International Journal of Computer Vision ( IF 11.6 ) Pub Date : 2024-10-06 , DOI: 10.1007/s11263-024-02246-w Wenting Chen, Jie Liu, Tianming Liu, Yixuan Yuan
Medical reports containing specific diagnostic results and additional information not present in medical images can be effectively employed to assist image understanding tasks, and the modality gap between vision and language can be bridged by vision-language matching (VLM).
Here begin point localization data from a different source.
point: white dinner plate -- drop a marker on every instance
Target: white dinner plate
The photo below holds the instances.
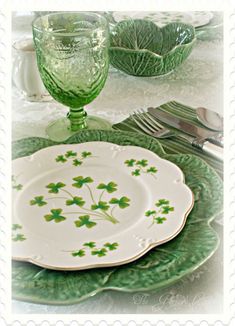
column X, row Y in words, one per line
column 194, row 18
column 94, row 204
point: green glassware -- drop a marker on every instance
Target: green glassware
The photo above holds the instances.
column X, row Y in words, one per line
column 72, row 57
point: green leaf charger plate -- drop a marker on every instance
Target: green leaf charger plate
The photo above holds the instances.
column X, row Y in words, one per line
column 139, row 47
column 95, row 204
column 160, row 267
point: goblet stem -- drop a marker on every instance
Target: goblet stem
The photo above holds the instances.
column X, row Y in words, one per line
column 77, row 118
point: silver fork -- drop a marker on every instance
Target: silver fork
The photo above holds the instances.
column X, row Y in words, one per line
column 149, row 125
column 153, row 128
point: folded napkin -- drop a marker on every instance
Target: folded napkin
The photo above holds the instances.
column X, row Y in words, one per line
column 174, row 145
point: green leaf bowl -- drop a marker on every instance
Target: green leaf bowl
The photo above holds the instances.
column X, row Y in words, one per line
column 139, row 47
column 162, row 266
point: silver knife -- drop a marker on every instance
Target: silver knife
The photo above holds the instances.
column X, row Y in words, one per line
column 200, row 136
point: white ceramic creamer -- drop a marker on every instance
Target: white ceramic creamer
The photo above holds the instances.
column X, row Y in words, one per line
column 25, row 73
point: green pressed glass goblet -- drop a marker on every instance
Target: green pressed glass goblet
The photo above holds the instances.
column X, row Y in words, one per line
column 72, row 57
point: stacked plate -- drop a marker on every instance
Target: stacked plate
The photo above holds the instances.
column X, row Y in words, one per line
column 106, row 199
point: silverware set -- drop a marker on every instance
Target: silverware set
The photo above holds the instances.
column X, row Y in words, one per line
column 208, row 141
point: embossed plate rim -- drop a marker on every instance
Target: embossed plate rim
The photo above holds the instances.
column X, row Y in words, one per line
column 124, row 149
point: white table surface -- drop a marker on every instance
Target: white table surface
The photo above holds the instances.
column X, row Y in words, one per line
column 198, row 82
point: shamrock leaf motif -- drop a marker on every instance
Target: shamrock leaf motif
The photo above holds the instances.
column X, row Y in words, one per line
column 84, row 220
column 111, row 246
column 123, row 202
column 61, row 158
column 162, row 202
column 136, row 172
column 149, row 213
column 110, row 187
column 152, row 169
column 39, row 200
column 86, row 154
column 103, row 205
column 55, row 187
column 19, row 237
column 167, row 209
column 16, row 227
column 79, row 253
column 55, row 216
column 99, row 253
column 18, row 187
column 130, row 162
column 76, row 162
column 80, row 181
column 142, row 163
column 75, row 201
column 160, row 220
column 89, row 244
column 70, row 154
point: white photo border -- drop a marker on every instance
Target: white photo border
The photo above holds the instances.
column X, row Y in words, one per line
column 6, row 317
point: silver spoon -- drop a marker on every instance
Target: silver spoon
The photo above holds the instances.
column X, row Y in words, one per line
column 210, row 119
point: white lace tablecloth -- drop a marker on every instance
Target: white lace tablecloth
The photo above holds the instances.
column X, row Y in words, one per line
column 198, row 82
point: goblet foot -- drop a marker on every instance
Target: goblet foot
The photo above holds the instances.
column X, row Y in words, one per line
column 60, row 129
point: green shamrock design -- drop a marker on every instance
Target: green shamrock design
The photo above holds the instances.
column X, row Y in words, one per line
column 39, row 200
column 88, row 214
column 136, row 172
column 80, row 181
column 110, row 187
column 141, row 166
column 162, row 202
column 77, row 162
column 142, row 163
column 90, row 247
column 79, row 253
column 55, row 216
column 149, row 213
column 70, row 154
column 55, row 187
column 77, row 159
column 159, row 220
column 164, row 208
column 17, row 236
column 130, row 162
column 123, row 202
column 75, row 201
column 85, row 221
column 99, row 253
column 111, row 246
column 90, row 244
column 60, row 158
column 103, row 205
column 86, row 154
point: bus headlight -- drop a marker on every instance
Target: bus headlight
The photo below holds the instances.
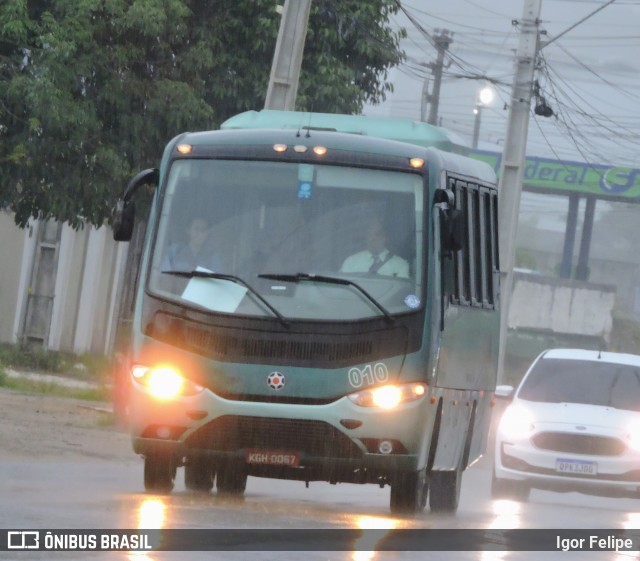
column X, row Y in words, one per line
column 164, row 382
column 390, row 396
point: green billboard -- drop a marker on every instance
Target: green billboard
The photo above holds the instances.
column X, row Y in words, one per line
column 545, row 175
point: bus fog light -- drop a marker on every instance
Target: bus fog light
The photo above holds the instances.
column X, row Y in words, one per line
column 163, row 432
column 389, row 396
column 164, row 383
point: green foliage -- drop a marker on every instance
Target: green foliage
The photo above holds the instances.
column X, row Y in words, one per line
column 91, row 91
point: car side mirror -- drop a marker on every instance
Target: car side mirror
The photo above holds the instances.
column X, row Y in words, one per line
column 504, row 391
column 123, row 215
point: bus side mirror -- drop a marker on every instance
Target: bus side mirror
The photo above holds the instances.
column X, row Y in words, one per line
column 453, row 235
column 124, row 213
column 122, row 220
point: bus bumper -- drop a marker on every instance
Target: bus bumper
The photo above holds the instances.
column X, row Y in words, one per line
column 337, row 441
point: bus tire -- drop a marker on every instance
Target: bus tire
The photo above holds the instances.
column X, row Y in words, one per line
column 159, row 472
column 198, row 475
column 444, row 490
column 231, row 479
column 409, row 492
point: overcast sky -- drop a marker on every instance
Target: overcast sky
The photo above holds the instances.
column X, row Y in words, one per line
column 590, row 76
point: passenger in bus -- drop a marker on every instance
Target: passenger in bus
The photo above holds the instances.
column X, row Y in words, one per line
column 195, row 253
column 376, row 258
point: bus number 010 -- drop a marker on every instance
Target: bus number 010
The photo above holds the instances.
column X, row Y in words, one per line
column 369, row 375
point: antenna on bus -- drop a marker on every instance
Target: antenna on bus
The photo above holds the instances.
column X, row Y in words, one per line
column 300, row 125
column 309, row 125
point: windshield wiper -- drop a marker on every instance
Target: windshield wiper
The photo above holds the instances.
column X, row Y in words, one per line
column 232, row 278
column 329, row 280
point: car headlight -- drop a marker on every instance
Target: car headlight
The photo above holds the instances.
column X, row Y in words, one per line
column 390, row 396
column 516, row 422
column 164, row 382
column 634, row 436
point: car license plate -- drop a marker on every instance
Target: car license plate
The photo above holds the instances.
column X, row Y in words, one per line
column 273, row 457
column 580, row 467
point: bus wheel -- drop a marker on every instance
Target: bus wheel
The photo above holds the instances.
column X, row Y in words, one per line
column 231, row 479
column 159, row 472
column 198, row 474
column 444, row 490
column 409, row 493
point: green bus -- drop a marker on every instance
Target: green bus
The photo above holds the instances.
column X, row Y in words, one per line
column 317, row 300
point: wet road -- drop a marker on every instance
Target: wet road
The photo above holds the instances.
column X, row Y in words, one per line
column 87, row 494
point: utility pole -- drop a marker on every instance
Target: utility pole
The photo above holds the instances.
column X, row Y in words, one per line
column 287, row 58
column 442, row 42
column 513, row 159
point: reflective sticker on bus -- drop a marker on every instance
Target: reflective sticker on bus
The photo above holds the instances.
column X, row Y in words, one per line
column 377, row 373
column 412, row 301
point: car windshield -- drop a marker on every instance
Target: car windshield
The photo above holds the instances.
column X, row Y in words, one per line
column 583, row 381
column 295, row 241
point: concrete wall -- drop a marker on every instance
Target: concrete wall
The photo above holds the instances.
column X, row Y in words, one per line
column 11, row 257
column 559, row 306
column 87, row 286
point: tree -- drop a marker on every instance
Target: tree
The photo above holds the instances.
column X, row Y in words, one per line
column 91, row 90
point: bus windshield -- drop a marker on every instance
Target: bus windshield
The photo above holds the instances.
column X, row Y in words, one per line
column 294, row 241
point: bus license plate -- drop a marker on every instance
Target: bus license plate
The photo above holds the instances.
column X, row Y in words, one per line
column 273, row 457
column 576, row 466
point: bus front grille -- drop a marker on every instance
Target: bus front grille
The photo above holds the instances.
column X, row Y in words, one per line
column 318, row 350
column 230, row 433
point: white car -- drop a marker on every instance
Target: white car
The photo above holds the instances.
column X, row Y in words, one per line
column 572, row 425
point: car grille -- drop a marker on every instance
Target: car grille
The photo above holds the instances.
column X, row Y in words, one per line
column 232, row 432
column 579, row 444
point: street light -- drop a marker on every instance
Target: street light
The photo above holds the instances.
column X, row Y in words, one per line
column 484, row 97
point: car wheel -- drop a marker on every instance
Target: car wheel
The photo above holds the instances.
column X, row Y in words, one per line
column 509, row 489
column 409, row 493
column 444, row 490
column 159, row 472
column 231, row 479
column 198, row 474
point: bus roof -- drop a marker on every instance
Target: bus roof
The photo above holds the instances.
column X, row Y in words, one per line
column 403, row 130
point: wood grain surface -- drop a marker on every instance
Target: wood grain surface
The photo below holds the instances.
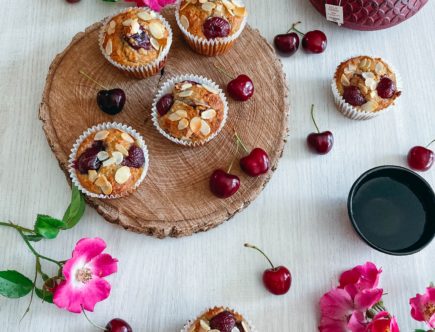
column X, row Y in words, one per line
column 174, row 199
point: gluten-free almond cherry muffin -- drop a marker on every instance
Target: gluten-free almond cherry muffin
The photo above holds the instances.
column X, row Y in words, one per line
column 211, row 26
column 136, row 41
column 219, row 319
column 363, row 86
column 189, row 110
column 108, row 161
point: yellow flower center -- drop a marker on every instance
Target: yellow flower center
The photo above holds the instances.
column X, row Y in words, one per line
column 83, row 275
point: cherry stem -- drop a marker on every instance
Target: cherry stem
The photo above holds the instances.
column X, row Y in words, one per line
column 91, row 79
column 430, row 143
column 91, row 322
column 312, row 117
column 239, row 141
column 223, row 71
column 247, row 245
column 293, row 28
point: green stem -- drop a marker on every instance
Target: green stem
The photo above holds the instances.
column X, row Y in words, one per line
column 247, row 245
column 312, row 117
column 91, row 79
column 91, row 322
column 239, row 141
column 293, row 28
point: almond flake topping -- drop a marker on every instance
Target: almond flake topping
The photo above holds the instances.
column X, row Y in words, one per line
column 101, row 135
column 183, row 124
column 184, row 22
column 157, row 30
column 208, row 114
column 126, row 137
column 122, row 175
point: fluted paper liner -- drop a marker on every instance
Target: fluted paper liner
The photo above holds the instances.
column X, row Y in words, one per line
column 357, row 114
column 104, row 126
column 142, row 71
column 204, row 46
column 167, row 88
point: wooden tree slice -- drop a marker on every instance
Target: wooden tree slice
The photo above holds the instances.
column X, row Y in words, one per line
column 174, row 199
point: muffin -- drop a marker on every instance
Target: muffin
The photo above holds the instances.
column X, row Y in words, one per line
column 108, row 161
column 219, row 319
column 364, row 86
column 211, row 27
column 189, row 110
column 136, row 41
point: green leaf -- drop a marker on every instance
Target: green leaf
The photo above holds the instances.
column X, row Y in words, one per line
column 14, row 285
column 44, row 295
column 75, row 210
column 48, row 227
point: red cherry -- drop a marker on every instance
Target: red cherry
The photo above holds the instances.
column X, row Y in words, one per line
column 314, row 41
column 287, row 44
column 421, row 158
column 118, row 325
column 241, row 88
column 320, row 142
column 277, row 280
column 223, row 184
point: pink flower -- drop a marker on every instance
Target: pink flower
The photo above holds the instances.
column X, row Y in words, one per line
column 359, row 278
column 383, row 322
column 342, row 312
column 423, row 307
column 84, row 284
column 156, row 5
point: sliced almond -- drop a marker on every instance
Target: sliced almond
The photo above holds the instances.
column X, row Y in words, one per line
column 210, row 89
column 369, row 106
column 145, row 16
column 126, row 137
column 109, row 162
column 344, row 80
column 208, row 114
column 174, row 117
column 183, row 124
column 185, row 93
column 108, row 47
column 101, row 135
column 122, row 175
column 205, row 128
column 127, row 22
column 121, row 148
column 92, row 175
column 118, row 157
column 102, row 155
column 181, row 113
column 154, row 43
column 157, row 30
column 184, row 22
column 195, row 124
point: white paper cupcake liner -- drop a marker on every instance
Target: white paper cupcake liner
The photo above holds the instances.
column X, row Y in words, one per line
column 167, row 88
column 208, row 47
column 144, row 71
column 191, row 322
column 104, row 126
column 354, row 113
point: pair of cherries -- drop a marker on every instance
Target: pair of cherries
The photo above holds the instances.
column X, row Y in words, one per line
column 312, row 42
column 223, row 184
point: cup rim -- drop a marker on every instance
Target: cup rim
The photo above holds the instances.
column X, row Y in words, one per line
column 353, row 191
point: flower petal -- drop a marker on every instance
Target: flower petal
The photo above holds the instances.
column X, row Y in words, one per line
column 103, row 265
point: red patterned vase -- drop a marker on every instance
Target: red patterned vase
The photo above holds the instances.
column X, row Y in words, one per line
column 373, row 14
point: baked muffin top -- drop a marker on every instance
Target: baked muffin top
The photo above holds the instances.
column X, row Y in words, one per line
column 367, row 83
column 212, row 19
column 109, row 162
column 135, row 37
column 191, row 112
column 215, row 318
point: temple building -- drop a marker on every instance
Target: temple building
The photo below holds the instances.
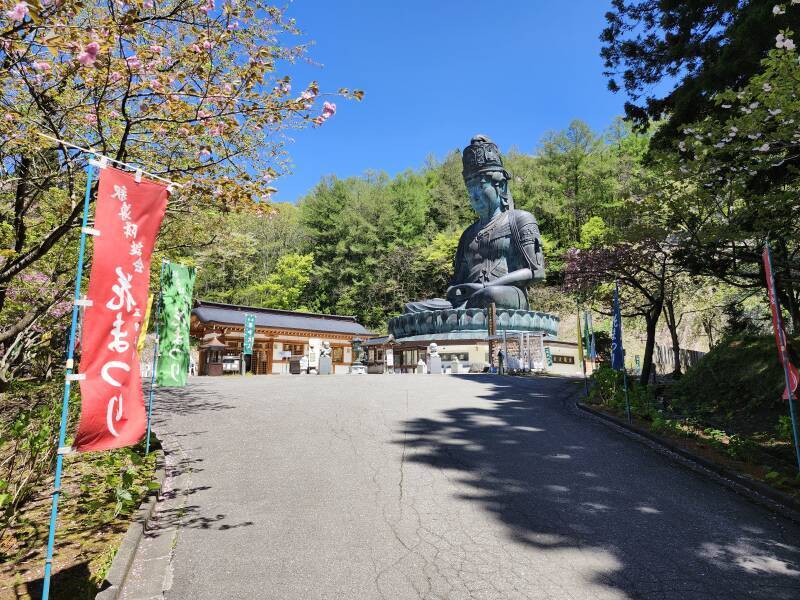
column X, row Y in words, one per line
column 281, row 336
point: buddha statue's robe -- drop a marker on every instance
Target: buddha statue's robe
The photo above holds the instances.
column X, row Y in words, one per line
column 510, row 242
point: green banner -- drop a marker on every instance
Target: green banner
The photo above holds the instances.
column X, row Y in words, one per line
column 177, row 282
column 249, row 333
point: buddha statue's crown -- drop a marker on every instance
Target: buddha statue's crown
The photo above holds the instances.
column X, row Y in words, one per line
column 482, row 155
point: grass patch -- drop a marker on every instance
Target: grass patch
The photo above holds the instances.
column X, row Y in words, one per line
column 100, row 492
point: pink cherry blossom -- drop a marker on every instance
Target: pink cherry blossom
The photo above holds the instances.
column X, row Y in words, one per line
column 89, row 54
column 19, row 12
column 328, row 110
column 86, row 59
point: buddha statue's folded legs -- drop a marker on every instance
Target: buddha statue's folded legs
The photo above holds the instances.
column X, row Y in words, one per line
column 502, row 296
column 426, row 305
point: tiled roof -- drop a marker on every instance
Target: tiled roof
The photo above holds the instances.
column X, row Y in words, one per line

However, current vision-language models distort the intra-model relation and only include class information in reports that is insufficient for segmentation task. In this paper, we introduce a novel Bi-level class-severity-aware Vision-Language Graph Matching (Bi-VLGM) for text guided medical image segmentation, composed of a word-level VLGM module and a sentence-level VLGM module, to exploit the class-severity-aware relation among visual-textual features. In word-level VLGM, to mitigate the distorted intra-modal relation during VLM, we reformulate VLM as graph matching problem and introduce a vision-language graph matching (VLGM) to exploit the high-order relation among visual-textual features. Then, we perform VLGM between the local features for each class region and class-aware prompts to bridge their gap. In sentence-level VLGM, to provide disease severity information for segmentation task, we introduce a severity-aware prompting to quantify the severity level of disease lesion, and perform VLGM between the global features and the severity-aware prompts. By exploiting the relation between the local (global) and class (severity) features, the segmentation model can include the class-aware and severity-aware information to promote segmentation performance. Extensive experiments proved the effectiveness of our method and its superiority to existing methods. The source code will be released.
中文翻译:
Bi-VLGM:用于文本引导医学图像分割的双层类别严重性感知视觉语言图匹配
包含特定诊断结果和医学图像中不存在的附加信息的医学报告可以有效地用于辅助图像理解任务,并且可以通过视觉语言匹配(VLM)来弥合视觉和语言之间的模态差距。然而,当前的视觉语言模型扭曲了模型内的关系,并且仅在报告中包含类别信息,这不足以完成分割任务。在本文中,我们介绍了一种用于文本引导医学图像分割的新型双级类别严重性感知视觉语言图匹配(Bi-VLGM),由词级 VLGM 模块和句子级 VLGM 模块组成,以利用视觉文本特征之间的类别严重性感知关系。在字级 VLGM 中,为了减轻 VLM 期间扭曲的模态内关系,我们将 VLM 重新表述为图匹配问题,并引入视觉语言图匹配(VLGM)来利用视觉文本特征之间的高阶关系。然后,我们在每个类区域的局部特征和类感知提示之间执行 VLGM,以弥补它们之间的差距。在句子级VLGM中,为了为分割任务提供疾病严重程度信息,我们引入了严重性感知提示来量化疾病病变的严重程度,并在全局特征和严重性感知提示之间执行VLGM。通过利用局部(全局)和类别(严重性)特征之间的关系,分割模型可以包含类别感知和严重性感知信息以提高分割性能。大量的实验证明了我们的方法的有效性及其相对于现有方法的优越性。源代码将被发布。